Not Quite Hollywood: The Wild, Untold Story of Ozploitation
Is there a movie Quentin Tarantino hasn't seen. The American director is one of many film makers who wax poetic about Australia's many, many, many exploitation/cult/genre movies. I've never been a fan of those kind of films — I guess the pastiche of over-the-top blood, guts and gore destroys cinema's "suspension of disbelief". My belief is no longer suspended thus boredom ensues. But it's easy to see how such gonzo, almost guerrilla style filmmaking would eventually evolve into a mature industry with all manner of movies being possible. I guess that is Canada's problem. We never had a genre film industry; we just had David Cronenberg.

What starts as an apparently satirical zero budget genre flick about a car tire come to life as a serial killer morphs into a self-aware post modern examination of the movies.
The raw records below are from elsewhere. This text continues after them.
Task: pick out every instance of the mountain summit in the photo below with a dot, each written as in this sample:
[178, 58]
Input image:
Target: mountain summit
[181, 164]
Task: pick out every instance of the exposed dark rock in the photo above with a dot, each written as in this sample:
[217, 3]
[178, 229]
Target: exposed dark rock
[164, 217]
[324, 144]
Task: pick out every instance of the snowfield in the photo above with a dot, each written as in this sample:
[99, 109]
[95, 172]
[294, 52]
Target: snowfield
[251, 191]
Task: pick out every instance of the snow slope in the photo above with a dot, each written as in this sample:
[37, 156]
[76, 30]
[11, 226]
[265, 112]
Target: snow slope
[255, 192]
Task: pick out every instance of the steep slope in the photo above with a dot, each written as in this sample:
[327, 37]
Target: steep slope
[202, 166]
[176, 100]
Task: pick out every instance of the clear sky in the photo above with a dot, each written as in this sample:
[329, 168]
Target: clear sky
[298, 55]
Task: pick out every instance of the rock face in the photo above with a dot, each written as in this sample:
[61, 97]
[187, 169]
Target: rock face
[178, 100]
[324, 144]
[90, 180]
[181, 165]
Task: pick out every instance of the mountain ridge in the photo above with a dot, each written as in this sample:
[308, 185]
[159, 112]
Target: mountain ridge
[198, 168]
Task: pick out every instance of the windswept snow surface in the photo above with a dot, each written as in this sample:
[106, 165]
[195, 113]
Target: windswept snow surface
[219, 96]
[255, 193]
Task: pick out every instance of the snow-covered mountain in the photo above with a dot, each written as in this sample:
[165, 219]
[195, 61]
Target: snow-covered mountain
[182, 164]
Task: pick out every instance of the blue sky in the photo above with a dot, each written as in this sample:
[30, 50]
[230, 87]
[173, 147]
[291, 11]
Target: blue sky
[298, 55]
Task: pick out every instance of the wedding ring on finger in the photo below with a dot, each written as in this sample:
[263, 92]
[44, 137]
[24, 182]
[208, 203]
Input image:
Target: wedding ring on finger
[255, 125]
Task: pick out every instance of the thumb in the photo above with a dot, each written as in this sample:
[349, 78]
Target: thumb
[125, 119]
Then it changes back to a satirical zero budget genre film. The surreality of the premise is things happen in all great films for "no reason". Well, it's the lack of a reason that makes this movie about a killer car tire kind of boring. I mean, who cares.

Black Snake Moan
You'd think a film in which Christna Ricci spends 90% dressed only in a tiny top, tiny panties and a chain would be more interesting. You'd be wrong. Samuel L. Jackson finds Ricci's sex-crazed character beaten and bloodied and upon discovering her affliction sets out to cure her of it. Too bad no one sets out to find who abused, assaulted and raped her, never mind her forceable confinement. I know it's the "deep South" but c'mon! Needless to say I wouldn't recommend this.